東軍の新たな本陣は菩提山

いくら家康が駆け付けたとはいっても、徳川軍が大坂方の精鋭、石田三成、小西行長、宇喜多秀家、島津義弘らが籠る大垣城を短時間で落とすのは難しい。
何より、西の南宮山から毛利秀元ら3万の大軍が救援に駆け付けた場合には挟撃される可能性もある。
そう考えると、合戦は長期戦になることもあり得る。
要害性のない岡山の陣では心もとない。
大軍の出入りが出来、兵数が収容できる大規模な陣城が必要になることはいうまでもない。

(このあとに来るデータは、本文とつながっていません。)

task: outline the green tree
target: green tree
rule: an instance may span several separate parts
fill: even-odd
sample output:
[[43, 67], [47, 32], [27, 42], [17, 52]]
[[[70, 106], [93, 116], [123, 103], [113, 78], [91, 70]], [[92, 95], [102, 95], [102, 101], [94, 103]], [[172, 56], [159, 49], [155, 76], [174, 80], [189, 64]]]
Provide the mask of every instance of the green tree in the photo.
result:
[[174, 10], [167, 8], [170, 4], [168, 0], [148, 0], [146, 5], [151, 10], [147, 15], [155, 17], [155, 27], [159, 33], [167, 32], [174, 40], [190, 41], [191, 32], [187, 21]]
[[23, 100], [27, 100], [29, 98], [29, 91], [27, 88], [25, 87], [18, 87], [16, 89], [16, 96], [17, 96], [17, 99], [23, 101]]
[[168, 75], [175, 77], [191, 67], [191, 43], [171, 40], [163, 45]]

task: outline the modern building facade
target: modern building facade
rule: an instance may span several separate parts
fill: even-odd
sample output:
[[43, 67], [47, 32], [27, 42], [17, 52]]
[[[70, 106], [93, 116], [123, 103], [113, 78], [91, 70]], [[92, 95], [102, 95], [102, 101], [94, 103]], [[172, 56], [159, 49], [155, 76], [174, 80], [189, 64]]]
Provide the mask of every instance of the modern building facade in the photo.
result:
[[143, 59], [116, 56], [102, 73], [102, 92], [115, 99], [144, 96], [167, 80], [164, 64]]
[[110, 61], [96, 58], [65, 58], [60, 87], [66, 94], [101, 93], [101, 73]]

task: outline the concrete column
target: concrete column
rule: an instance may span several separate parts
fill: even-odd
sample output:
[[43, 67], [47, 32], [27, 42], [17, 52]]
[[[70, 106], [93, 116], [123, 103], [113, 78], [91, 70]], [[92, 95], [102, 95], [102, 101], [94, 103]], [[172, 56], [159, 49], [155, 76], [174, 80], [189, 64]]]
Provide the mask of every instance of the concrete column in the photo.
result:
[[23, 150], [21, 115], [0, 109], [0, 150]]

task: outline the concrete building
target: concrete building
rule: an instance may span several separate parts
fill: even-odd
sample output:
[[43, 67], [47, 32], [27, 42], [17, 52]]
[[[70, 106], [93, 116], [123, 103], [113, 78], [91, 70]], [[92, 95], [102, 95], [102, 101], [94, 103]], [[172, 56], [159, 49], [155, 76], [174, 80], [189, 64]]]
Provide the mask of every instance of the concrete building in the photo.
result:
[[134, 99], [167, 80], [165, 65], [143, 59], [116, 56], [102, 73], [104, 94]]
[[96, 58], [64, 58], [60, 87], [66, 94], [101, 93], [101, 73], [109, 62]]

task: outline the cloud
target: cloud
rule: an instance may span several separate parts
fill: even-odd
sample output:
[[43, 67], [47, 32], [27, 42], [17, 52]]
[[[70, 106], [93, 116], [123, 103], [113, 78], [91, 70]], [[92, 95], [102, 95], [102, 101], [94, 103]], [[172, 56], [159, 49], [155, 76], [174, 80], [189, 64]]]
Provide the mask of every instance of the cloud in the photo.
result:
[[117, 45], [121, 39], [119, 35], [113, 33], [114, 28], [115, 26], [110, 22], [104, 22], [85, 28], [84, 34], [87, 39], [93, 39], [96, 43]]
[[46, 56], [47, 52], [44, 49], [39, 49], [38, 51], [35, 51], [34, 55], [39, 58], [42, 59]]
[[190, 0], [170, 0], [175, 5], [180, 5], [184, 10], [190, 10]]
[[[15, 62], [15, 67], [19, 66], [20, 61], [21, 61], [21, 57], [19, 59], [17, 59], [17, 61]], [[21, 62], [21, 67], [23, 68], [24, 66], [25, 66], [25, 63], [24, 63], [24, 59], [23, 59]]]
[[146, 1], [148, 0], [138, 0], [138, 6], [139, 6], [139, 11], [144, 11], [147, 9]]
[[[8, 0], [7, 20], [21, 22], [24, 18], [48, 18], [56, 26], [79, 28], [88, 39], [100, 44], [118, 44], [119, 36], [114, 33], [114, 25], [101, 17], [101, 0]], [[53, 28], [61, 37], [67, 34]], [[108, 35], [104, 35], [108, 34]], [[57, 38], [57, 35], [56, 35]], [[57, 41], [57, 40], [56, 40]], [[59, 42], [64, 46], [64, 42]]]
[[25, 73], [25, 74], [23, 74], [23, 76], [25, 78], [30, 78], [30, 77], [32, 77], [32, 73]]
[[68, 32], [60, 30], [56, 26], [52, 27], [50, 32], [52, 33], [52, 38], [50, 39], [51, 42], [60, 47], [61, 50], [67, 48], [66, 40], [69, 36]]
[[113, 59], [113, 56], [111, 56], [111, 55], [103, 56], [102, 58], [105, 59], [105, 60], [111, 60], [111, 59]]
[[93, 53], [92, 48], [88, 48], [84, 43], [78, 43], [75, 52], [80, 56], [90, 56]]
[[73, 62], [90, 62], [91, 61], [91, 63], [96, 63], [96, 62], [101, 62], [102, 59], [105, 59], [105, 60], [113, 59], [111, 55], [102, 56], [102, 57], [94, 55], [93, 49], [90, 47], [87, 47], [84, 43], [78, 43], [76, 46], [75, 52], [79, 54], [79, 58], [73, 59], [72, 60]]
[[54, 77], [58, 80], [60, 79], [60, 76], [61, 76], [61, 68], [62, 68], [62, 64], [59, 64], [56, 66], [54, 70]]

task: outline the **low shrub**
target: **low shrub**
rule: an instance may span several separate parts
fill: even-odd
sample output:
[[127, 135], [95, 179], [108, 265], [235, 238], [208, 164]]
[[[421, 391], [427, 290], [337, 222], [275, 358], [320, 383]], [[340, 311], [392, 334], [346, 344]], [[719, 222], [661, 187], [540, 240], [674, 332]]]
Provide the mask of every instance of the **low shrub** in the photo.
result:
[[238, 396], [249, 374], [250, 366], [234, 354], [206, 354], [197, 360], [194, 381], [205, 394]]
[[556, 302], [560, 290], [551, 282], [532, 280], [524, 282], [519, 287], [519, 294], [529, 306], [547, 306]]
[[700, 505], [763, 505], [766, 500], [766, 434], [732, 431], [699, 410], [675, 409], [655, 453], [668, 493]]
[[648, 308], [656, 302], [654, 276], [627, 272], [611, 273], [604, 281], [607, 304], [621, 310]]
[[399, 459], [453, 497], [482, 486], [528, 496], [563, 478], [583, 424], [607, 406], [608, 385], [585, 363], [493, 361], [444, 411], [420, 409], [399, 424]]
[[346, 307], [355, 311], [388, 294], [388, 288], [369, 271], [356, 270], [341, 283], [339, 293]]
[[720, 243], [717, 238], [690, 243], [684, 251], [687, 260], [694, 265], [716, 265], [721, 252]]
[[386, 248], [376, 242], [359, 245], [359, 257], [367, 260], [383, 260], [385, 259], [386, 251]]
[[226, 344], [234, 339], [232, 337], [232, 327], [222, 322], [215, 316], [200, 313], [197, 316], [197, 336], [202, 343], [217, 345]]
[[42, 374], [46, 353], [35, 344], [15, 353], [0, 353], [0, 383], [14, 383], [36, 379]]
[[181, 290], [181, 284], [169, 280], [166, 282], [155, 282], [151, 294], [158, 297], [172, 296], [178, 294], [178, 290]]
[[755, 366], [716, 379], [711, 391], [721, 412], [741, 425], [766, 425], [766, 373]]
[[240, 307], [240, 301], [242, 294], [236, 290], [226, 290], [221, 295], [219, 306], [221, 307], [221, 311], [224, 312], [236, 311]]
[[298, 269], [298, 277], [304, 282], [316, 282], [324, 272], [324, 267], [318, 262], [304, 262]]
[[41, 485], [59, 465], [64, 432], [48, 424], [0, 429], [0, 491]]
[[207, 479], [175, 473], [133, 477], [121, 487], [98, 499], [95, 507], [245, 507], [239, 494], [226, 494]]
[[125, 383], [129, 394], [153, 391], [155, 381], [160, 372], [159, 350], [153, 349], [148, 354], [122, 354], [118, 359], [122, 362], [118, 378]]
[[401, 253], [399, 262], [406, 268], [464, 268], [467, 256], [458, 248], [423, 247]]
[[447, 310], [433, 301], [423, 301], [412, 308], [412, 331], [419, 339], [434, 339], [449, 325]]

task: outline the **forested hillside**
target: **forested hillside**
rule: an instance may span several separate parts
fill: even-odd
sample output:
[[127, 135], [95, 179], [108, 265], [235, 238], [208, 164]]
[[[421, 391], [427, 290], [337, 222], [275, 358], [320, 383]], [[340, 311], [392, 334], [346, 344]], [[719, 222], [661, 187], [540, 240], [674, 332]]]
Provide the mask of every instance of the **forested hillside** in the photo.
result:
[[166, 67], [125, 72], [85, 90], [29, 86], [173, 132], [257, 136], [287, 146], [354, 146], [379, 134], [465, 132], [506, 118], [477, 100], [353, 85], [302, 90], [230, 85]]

そのうちに、中山道を行軍中の秀忠の3万5千の兵も到着するはずである。
少なくとも、9月14日の午後の時点ではそんなシナリオを立てていたのではなかろうか。
これは言葉を換えれば、彼らが、岡山の本陣は三成方の攻撃に耐えられる構造ではないことを何より認識していたことになる。
井伊直政らが、新たな本陣と考えていた「菩提山」とは、岐阜城陥落前後に家康方についた竹中重門のかつての居、城美濃垂井の菩提山城のことである。
竹中重門の父は若き頃の豊臣秀吉のもとで活躍し、天正7年(1577)、播磨三木城攻めの陣中で35歳の若さで亡くなった竹中半兵衛である。
天正元年(1570)に菩提山城で生まれたとされる嫡子の重門は当時7歳であったが、やがて、父の家督を継ぎ、竹中家の当主となった。